Depois de um ano de tantas pedras sendo retiradas do caminho, a doença resolveu assumir o controle. As lesões do fígado aumentaram rapidamente, o abdome começou a se mostrar inchado, e logo entendemos que o tempo estava ficando escasso. Ele começou a ficar mais fraco, o andar mais inseguro e, apesar do sorriso que não lhe abandonava o rosto, eu podia sentir que sua energia estava indo embora. Eu olhava para ele e meu coração se entristecia. Não que ele estivesse em sofrimento ou desespero, porque essas coisas não chegaram a fazer parte da vida dele, nem mesmo no final. Me entristecia a ideia de não tê-lo mais abençoando meus dias com suas palavras, seu olhar e suas mãos carinhosas. Eu queria que ele ficasse, mas precisava deixá-lo partir quando fosse a hora. Era o meu coração brigando consigo mesmo. Algumas vezes eu ficava imaginando como seria difícil esse momento. Muitas vezes ele tinha me dito que não estava no mundo para ser um fardo para os outros, que estava aqui para ser luz. Agora eu ficava pensando em como seria quando o câncer o subjugasse, tornando-o tão fraco que ele não poderia tomar conta de si mesmo sozinho. Ou quando o intestino ficasse obstruído a ponto de precisarmos interná-lo e discutir a necessidade de sonda e outras pequenas torturas que às vezes precisamos impor aos nossos pacientes, em nome de aliviar um sofrimento ainda maior causado pela doença. Pensava em como seria vê-lo internado em seus últimos dias, talvez confuso, talvez com indicação de ser sedado, sendo o “fardo” que ele não desejava ser. Secretamente, enquanto eu recebia uma de suas últimas bênçãos, pedi que a bênção voltasse para ele. E assim foi.

Dois dias antes de sua partida, numa sexta-feira à noite, recebi uma mensagem da nora, explicando que estava preocupada porque o abdome estava mais inchado e ele parecia muito fraco. Ela me mandou a foto, e era fácil perceber o líquido se acumulando por toda a barriga. Mas na mesma foto eu podia ver o rosto dele, abatido mas tranquilo. Orientei as medicações e, como ele mesmo pediu, combinamos que eu iria vê-lo no consultório na segunda. Não deu. No domingo, depois de uma tarde tranquila, registrada num video em que ele dá risada de um amigo que lhe aperta os peitos como uma buzina, S. Mariano subitamente piorou e foi levado às pressas ao Pronto-Socorro, falecendo pouco tempo depois. Nada de internações prolongadas, sondas, dependência, agonia. A última frase dele, para a nora, foi “Não se preocupe, Pretinha, eu não estou sentindo nenhuma dor.” Ele foi embora assim, como se os anjos tivessem vindo em missão especial para buscá-lo.

Hoje, pouco mais de um mês da despedida dele, eu me pego procurando seu nome na agenda de pacientes do dia, como eu fazia enquanto ele estava entre nós.
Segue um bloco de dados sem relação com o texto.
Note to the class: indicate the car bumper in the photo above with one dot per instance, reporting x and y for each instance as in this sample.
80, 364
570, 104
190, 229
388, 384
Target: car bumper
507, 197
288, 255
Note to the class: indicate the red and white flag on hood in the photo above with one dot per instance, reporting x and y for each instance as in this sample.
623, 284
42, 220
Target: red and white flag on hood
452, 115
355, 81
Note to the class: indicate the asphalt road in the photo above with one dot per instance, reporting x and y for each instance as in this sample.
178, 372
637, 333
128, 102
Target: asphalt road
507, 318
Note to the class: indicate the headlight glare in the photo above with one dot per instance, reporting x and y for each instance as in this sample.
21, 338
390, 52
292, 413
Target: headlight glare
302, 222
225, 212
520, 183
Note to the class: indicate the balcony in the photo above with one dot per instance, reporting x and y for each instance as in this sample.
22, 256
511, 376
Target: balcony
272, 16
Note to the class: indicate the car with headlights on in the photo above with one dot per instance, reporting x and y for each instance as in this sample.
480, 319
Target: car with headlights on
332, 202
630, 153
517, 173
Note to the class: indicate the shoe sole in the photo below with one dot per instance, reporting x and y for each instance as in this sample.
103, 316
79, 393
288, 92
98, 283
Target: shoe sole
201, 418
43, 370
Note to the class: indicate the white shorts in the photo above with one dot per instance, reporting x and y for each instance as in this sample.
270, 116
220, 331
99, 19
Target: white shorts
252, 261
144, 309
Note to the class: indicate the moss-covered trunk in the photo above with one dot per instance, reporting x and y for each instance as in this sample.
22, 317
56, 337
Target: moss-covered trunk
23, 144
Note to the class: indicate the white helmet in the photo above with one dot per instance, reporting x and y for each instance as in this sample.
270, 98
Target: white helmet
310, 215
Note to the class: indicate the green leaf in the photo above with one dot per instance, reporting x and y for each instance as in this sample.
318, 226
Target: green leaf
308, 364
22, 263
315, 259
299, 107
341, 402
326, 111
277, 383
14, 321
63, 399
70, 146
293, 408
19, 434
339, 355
Vê-lo na agenda me enchia de alegria. Significava que meu dia não seria tão difícil assim ou, se fosse, ficaria tudo bem. A serenidade dele e a generosidade traduzida pela sua fé tinham um poder maior sobre mim do que ele poderia imaginar (e do que eu mesma poderia). Ele buscava minha ajuda, mas quem recebia auxílio era eu. Hoje ele não está mais aqui, mas está. Por duas vezes, depois de consultas particularmente difíceis, pude sentir suas mãos sobre mim. Numa delas, quase pude ouví-lo sussurrando: “Deus abençoe seu trabalho, menina.” Chorei ao contar isso para minha secretária, que me confessou tê-lo por perto também, até hoje: ela, como eu, recebia bênçãos e sorrisos sem moderação. S. Mariano tinha toda razão. Ele veio para ser luz, e luz a gente leva para onde quer que haja escuridão. Esteja em paz, querido. Que os anjos digam amém.